Effect of surfactant SDS on the morphology and photocatalytic performance of Zn2GeO4 nanorods

Abstract

The continuous discharge of organic dye effluents from textile industries causes severe global water pollution. A sustainable and effective route needs to be developed for the treatment of textile effluent in order to enable environmental protection and water recycling. In particular, the nanomaterials-based photocatalytic degradation of organic compounds is a promising approach to minimize water pollution. Herein, a facile hydrothermal method was reported for the preparation of Zn2GeO4 nanorods (NDs) with unique size, shape, and surface chemistry using sodium lauryl sulfate (SDS) as the surfactant. The crystal structure, size, and shape of the synthesized NDs were characterized by x-ray diffraction pattern (XRD) and field-emission scanning electron microscopy (FESEM). Initially, the XRD pattern revealed that SDS plays a crucial role in the formation of highly pure Zn2GeO4 NDs with rhombohedral crystalline nature. It was clearly noticed that increasing SDS concentration results in the formation of Zn2GeO4 NDs with decreased size ranges (100 nm). Conversely, the size of Zn2GeO4 NDs increased at higher SDS concentrations. The photocatalytic activity of Zn2GeO4 NDs was evaluated by the degradation of methyl orange (MO) in aqueous solution. Under light irradiation, the Zn2GeO4 NDs prepared by using different concentrations of SDS exhibited varied photocatalytic performance.
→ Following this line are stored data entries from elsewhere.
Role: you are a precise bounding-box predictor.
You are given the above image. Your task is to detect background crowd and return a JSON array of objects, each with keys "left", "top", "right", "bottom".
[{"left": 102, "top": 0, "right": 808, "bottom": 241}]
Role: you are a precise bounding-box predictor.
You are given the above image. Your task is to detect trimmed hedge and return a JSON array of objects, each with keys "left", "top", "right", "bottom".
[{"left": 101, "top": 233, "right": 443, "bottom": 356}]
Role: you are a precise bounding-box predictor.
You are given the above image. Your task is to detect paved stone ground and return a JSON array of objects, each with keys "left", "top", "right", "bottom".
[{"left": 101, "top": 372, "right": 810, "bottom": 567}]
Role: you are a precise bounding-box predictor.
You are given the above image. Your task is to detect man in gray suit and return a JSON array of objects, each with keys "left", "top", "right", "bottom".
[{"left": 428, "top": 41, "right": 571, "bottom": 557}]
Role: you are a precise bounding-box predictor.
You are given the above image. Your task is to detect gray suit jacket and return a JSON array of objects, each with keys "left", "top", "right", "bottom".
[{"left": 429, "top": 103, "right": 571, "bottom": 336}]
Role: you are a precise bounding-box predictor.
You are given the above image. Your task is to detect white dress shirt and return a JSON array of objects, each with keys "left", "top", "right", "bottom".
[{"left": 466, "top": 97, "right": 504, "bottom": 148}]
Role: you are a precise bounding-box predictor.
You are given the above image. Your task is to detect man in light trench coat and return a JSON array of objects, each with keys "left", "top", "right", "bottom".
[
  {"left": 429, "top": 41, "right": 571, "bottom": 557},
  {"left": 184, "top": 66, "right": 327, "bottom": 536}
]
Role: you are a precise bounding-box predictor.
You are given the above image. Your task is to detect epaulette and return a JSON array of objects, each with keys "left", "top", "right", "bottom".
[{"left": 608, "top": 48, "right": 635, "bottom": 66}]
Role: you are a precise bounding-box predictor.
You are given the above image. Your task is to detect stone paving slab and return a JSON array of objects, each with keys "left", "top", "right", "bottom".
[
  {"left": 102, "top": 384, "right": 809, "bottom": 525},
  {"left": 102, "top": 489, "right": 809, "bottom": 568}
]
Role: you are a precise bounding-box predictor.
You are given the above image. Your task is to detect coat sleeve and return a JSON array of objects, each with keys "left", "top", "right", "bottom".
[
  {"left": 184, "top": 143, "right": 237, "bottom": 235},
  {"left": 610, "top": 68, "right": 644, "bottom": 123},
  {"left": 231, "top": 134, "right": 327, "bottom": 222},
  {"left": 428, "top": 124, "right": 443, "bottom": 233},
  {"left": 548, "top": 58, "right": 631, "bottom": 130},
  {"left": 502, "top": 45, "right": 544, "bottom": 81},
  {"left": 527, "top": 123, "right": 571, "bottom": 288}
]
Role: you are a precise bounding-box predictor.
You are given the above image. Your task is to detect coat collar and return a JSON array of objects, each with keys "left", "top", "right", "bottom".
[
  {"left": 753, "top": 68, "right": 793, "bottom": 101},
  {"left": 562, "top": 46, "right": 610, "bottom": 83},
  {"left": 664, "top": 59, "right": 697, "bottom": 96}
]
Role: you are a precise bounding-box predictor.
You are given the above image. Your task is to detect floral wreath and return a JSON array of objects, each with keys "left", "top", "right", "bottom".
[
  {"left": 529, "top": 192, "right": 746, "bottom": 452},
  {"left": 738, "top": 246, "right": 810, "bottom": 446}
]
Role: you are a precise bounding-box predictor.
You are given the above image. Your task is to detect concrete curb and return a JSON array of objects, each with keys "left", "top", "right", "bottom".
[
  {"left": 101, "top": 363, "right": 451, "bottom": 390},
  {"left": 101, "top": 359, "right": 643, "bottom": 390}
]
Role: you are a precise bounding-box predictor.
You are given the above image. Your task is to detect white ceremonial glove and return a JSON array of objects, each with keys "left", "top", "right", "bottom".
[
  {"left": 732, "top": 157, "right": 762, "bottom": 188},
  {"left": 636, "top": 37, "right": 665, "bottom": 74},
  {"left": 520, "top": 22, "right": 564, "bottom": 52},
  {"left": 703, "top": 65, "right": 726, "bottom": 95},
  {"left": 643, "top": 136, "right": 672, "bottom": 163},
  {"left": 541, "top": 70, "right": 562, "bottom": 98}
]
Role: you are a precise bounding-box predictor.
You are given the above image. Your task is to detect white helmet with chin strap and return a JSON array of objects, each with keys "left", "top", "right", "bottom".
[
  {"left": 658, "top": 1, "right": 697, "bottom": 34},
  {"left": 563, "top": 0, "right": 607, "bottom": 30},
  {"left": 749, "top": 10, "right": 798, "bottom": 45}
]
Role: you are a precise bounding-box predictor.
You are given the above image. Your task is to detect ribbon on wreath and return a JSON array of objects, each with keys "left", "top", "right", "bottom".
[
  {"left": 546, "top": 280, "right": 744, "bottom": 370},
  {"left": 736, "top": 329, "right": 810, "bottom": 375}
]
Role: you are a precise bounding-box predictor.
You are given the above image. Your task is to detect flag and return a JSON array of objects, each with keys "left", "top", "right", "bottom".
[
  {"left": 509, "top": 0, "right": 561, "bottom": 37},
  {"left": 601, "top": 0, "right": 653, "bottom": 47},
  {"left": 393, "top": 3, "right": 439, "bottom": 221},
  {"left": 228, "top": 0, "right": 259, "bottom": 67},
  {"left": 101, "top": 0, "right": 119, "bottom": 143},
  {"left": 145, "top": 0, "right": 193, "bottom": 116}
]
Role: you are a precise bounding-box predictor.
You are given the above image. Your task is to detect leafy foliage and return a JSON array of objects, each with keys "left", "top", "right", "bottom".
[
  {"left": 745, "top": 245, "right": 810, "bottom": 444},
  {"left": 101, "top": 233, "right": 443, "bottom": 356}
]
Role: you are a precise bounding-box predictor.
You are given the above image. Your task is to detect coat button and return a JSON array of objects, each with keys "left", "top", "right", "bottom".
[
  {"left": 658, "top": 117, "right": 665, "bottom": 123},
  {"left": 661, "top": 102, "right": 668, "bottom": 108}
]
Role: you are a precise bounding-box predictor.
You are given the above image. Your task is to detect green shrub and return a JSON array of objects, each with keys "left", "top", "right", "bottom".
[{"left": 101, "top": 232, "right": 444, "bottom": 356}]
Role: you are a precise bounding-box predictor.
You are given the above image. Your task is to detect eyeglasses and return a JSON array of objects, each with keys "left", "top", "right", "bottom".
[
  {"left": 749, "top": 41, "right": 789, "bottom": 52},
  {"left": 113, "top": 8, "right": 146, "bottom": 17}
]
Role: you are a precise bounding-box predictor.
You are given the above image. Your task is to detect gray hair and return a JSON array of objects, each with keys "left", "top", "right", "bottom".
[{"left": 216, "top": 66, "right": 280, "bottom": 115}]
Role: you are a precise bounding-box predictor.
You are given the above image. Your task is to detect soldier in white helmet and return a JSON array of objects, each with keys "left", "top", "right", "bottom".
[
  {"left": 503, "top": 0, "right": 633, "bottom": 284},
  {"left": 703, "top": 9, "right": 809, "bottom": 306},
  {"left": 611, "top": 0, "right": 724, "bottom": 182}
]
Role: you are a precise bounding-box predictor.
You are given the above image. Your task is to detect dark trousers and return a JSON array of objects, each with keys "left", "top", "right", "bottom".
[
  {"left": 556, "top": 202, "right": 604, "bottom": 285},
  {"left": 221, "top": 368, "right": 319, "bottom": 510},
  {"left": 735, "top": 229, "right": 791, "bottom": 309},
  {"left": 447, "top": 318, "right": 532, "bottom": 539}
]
Among the tested samples, Zn2GeO4 NDs prepared with 0.1 g of SDS showed the best photocatalytic activity with a MO decomposition rate of 94.6% within 60 min. This study suggests that SDS can be used to modulate the morphology and photocatalytic performance of Zn2GeO4 NDs, and the resultant Zn2GeO4 NDs can serve as a photocatalyst in wastewater treatment.